Pada Desember 2016, seorang wanita yang diduga menjadi pelaku bom bunuh diri ditangkap di Jawa Tengah. Diduga teradikalisasi di Hong Kong selama waktunya di sana sebagai pekerja rumah tangga, Ika Puspitasari yang berusia 34 tahun telah kembali ke Indonesia untuk menikah dengan pria yang ditemuinya secara online pada 2015, menurut IPAC.

Pihak berwenang mengatakan, dia kemudian mengajukan diri untuk melakukan serangan bom di Bali pada Malam Tahun Baru. Dia dijatuhi hukuman empat tahun enam bulan penjara dan denda pada tahun 2017.


Dimonitor

Ilustrasi ISIS (Liputan6.com/Sangaji)

Rekrutmen pekerja rumah tangga di Hong Kong dan Singapura tidak luput dari perhatian.

"Pemerintah di negara tuan rumah mereka secara aktif memantau pos media sosial dan kelompok diskusi untuk mencari konten terkait terorisme," kata Diovio Alfath dari C-Save.

"Jika mereka menemukan pesan radikal yang diterbitkan oleh seorang pekerja migran, mereka akan bergerak untuk mendeportasinya."

Singapura telah mendeportasi 16 pekerja rumah tangga yang diradikalisasi kembali ke Indonesia sejak 2015 setelah menyelesaikan investigasi dalam kasus mereka, menurut juru bicara Kementerian Dalam Negeri Singapura.

Hong Kong menolak untuk memberikan angka jumlah pembantu rumah tangga yang telah dideportasi, tetapi seorang juru bicara kepolisian mengatakan bahwa "terus mengawasi tren teroris internasional dan terus menilai ancaman teroris ke Hong Kong," dengan bertukar intelijen dengan lembaga penegak hukum lainnya dan melakukan latihan multi-agensi.

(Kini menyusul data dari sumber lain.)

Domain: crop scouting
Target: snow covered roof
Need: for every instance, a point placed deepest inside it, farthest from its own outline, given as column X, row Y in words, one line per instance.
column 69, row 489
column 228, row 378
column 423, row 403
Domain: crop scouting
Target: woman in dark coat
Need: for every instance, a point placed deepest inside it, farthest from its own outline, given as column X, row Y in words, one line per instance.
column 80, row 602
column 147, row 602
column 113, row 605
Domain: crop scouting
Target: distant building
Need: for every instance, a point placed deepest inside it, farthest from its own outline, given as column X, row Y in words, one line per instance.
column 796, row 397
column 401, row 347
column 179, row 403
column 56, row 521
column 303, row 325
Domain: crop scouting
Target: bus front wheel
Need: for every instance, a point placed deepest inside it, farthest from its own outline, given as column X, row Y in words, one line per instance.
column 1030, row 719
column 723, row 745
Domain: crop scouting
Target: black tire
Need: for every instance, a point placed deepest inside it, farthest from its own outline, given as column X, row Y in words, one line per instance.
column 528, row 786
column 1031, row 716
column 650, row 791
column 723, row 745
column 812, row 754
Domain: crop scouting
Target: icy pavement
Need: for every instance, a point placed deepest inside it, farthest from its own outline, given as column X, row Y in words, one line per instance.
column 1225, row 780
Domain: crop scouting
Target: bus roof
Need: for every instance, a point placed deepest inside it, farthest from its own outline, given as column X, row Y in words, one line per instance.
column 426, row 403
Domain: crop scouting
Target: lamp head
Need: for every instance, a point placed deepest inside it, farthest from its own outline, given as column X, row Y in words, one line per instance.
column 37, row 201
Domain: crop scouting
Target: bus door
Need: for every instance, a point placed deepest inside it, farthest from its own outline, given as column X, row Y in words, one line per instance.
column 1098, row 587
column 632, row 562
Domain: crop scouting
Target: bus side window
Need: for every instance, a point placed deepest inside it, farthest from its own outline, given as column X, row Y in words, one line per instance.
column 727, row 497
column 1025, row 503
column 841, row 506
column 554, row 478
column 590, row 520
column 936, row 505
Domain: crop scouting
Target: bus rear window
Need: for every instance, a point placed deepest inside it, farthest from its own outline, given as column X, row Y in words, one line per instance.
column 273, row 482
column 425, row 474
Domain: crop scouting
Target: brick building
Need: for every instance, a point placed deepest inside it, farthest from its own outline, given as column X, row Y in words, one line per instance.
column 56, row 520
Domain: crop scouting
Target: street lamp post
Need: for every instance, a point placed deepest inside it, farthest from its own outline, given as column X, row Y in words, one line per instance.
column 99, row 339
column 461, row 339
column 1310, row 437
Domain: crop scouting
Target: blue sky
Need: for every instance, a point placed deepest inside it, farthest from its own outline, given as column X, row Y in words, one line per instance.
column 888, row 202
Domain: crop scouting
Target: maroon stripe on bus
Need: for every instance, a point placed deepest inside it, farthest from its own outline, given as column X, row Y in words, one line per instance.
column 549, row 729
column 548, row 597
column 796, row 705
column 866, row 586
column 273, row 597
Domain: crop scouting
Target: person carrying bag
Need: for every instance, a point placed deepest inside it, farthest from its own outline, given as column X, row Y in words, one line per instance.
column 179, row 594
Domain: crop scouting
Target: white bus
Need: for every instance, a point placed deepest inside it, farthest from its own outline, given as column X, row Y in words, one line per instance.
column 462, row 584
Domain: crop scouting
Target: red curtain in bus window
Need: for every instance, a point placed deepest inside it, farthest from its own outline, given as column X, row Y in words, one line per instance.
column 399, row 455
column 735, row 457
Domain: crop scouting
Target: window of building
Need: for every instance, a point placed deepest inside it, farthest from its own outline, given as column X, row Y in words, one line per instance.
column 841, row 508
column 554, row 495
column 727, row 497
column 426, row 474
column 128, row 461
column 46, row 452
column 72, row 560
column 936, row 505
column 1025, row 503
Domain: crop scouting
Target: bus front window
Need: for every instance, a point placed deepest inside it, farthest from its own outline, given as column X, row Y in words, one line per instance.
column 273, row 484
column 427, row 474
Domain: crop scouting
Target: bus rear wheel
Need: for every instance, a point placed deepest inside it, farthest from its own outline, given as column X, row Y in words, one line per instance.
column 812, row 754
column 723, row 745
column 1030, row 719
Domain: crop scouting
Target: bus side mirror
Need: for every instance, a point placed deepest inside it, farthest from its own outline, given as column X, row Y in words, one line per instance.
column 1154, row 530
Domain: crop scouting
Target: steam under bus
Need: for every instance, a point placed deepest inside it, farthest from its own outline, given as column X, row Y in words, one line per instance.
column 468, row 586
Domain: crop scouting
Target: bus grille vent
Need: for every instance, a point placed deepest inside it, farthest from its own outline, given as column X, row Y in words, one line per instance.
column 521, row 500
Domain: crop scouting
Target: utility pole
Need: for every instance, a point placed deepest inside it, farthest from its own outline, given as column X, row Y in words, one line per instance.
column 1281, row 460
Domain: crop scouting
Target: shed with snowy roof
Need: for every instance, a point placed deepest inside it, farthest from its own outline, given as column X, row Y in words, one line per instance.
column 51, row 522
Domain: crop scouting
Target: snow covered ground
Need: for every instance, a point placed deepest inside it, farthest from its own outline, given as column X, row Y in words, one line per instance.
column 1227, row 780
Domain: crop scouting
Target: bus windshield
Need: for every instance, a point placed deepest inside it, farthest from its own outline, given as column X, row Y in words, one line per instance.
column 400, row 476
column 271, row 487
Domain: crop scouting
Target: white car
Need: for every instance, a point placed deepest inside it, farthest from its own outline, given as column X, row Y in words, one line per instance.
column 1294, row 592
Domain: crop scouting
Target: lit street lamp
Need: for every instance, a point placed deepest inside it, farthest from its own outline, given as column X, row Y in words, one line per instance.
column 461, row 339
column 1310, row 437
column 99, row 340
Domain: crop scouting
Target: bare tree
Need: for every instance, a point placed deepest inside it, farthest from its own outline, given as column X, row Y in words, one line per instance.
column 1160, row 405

Pada 2018, unit anti-terorisme antar-departemen di Hong Kong dibentuk.

Singapura telah bekerja erat dengan organisasi keagamaan lokal dan kelompok rehabilitasi untuk terlibat dengan komunitas pekerja rumah tangga asing melalui acara penjangkauan di masjid-masjid dan kedutaan asing, menurut juru bicara pemerintah.

Acara-acara ini berfungsi untuk mengajarkan mereka tentang nilai-nilai sosial multi-agama Singapura dan untuk memperingatkan mereka tentang kelompok-kelompok ekstremis, tambahnya.

Kementerian Tenaga Kerja Singapura juga menyelenggarakan briefing untuk agen ketenagakerjaan dan telah memasukkan modul anti-terorisme dalam program penyelesaiannya untuk pekerja rumah tangga asing.